Sometimes when cycling on a A-road and I’ve just been cut up by some juggernaut, I yearn to be a runner – free to run around the fells and unknown track. One thing I liked about running was the freedom to go pretty much anywhere you wanted to. You could escape civilisation and re-find the wilderness. In road cycling, you are limited to sharing the road with people fixated on getting to their destination in the minimum available time.


When you’re running, you don’t get someone beeping you because you are slightly more than one foot away from the edge of the path, but cycling you do.

But, then on the other hand, when I used to run, I used to yearn to have a bicycle so I could go beyond the usual runs around town. With a bike, you have the freedom to see a much bigger range of scenery and countryside. A bicycle is one of the best ways to see the countryside. You can travel much further than on your feet, and you don’t have to look through car windscreen.

bealach-na-ba Photo Alan Lidgley

UK roads may look intimidating to cycle on (I would imagine that is main reason people avoid cycling in UK) But, actually once you get on it’s not that bad. Some quiet country lanes are really quite enjoyable.


Cycling gives something that running never can – speed. I enjoy speeding down hills at 50mph. I enjoy racing at 30mph. It’s just fun. When you’re used to that speed, jogging seems painfully slow. With running there is no break, no let up. It’s hard to coast down a hill. With cycling, you can tuck in behind people who are much better than you and save 25% of your energy. Even when you’re tired you can still enjoy free-wheeling down hills.


With running, you may get a dodgy knee, but at least you don’t have to contend with broken chains, double punctures, squeaky noises and gears which won’t align properly no matter how often you hit them with an allen key. There have been quite a few times when you curse that third puncture in three days, when you really wouldn’t mind the simplicity of running. But, a little knowledge goes a long way. I get less frustrated by mechanicals now than 20 years ago. I think also there have been great technological improvements with better tyres and tubeless tyres.

Beauty of the Bike


When a bike works well it has a beauty and enjoyment of it’s own. Yes, you have to maintain it. But, you can have pride in the smooth operation of a clean, well set up machine. A bike is still a marvellous invention.

You can’t really show off your new trainers, but you can show off your new Bianchi Dura Ace. Even if you’re a rubbish cyclist, you can still look the part.

Shaving of Legs

Being a cyclist gives you a passport into all kinds of strange customs. The justification to shave your legs may or may not be an advantage of cycling, I guess it depends on your point of view..

What do you think running v cycling? or can you really enjoy both?

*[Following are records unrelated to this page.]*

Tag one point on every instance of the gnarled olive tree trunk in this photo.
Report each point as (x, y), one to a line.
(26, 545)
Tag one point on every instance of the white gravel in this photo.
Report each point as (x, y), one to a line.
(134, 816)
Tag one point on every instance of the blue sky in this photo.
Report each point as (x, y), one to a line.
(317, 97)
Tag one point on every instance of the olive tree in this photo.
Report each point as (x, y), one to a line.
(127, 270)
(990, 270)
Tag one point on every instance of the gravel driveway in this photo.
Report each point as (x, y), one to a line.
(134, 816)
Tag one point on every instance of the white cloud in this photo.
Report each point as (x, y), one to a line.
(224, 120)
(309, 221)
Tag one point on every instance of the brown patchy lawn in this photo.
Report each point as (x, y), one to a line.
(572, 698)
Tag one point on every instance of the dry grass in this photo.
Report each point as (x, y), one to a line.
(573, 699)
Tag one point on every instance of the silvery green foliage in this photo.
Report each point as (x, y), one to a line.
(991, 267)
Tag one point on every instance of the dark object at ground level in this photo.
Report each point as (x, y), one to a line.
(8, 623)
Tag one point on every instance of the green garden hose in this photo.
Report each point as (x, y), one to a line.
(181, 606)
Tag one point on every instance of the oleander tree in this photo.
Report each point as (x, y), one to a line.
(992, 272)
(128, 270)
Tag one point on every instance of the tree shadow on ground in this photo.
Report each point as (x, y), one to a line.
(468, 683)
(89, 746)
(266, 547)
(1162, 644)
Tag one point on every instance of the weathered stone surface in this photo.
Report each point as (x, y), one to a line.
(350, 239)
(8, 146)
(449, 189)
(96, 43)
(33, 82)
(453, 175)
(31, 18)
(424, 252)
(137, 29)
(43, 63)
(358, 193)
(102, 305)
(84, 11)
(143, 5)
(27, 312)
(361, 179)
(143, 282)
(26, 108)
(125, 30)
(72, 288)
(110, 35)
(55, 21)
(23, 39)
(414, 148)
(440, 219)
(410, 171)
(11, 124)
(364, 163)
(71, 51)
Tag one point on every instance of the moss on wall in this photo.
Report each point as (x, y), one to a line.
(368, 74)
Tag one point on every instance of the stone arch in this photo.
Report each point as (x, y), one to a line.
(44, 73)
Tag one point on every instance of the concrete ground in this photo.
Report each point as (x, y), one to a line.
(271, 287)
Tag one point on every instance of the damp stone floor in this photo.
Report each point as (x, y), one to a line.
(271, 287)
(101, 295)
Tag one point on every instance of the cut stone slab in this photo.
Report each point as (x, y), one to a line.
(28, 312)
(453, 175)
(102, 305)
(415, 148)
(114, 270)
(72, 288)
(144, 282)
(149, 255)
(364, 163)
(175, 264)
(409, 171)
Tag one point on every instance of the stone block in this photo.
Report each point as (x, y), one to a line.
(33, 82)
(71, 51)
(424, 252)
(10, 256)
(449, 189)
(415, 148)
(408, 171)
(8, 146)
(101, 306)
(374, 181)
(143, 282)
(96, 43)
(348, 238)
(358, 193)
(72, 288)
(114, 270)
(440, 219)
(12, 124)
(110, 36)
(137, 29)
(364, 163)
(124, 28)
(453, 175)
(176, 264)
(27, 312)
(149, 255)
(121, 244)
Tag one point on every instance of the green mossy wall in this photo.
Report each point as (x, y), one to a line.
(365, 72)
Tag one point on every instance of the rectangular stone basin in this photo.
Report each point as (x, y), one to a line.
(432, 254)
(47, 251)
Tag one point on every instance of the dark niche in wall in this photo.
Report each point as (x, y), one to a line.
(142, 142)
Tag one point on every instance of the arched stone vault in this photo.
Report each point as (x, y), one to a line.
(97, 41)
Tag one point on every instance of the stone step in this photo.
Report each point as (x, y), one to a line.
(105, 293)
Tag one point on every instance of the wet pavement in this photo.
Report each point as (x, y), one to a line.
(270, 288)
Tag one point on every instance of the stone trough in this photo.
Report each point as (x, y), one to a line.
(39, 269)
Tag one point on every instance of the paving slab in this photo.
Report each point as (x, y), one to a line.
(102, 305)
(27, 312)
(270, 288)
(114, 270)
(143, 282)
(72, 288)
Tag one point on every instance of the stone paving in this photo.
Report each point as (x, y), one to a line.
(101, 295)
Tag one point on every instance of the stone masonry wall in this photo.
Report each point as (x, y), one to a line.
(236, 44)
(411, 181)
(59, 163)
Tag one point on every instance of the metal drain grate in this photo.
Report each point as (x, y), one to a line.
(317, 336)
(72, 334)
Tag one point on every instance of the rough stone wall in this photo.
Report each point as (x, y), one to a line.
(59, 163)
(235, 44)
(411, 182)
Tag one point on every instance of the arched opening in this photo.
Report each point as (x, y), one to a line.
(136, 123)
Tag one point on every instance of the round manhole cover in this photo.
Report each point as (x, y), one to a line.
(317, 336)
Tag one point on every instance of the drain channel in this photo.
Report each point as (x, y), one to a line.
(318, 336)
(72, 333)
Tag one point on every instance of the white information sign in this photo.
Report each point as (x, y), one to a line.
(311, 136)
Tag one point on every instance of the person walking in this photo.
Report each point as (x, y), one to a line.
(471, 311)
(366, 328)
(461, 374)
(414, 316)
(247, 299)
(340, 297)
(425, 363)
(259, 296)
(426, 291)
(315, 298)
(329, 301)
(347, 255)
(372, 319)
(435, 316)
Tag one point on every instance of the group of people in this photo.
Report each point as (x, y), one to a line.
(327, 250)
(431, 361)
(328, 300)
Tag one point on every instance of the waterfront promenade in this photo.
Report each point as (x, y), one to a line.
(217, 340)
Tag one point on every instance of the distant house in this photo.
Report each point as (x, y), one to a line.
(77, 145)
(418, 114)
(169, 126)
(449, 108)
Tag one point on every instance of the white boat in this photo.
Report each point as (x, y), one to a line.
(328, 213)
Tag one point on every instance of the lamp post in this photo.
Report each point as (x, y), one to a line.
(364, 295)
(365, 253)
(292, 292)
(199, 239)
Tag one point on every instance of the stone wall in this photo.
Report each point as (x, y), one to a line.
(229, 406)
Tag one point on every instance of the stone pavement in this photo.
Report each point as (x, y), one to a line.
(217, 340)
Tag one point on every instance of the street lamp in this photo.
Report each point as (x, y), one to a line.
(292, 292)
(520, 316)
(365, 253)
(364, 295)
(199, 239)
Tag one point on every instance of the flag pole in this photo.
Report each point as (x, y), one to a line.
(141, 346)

2 thoughts on “Cycling v Running”

  1. Running definitely has a stronger amateur scene in the UK: more athletics tracks and the likes of Parkruns allowing many people to run at the same time and race (compared to cycling) for free, with times. The price definitely has something to do with it: any person can pick up a pair of decent running shoes for £50, whereas to get on the road with bike, shoes, shorts helmet and other paraphernalia, you’d be lucky to spend less than 10 times that. For me, it comes down to how much time I have. I know that when I’m very busy at school, the bike sits in the garage and it’s far easier to squeeze in a 30min run than a 3hr base ride. However given a free Sunday and dry roads, I’d clip on the helmet any day.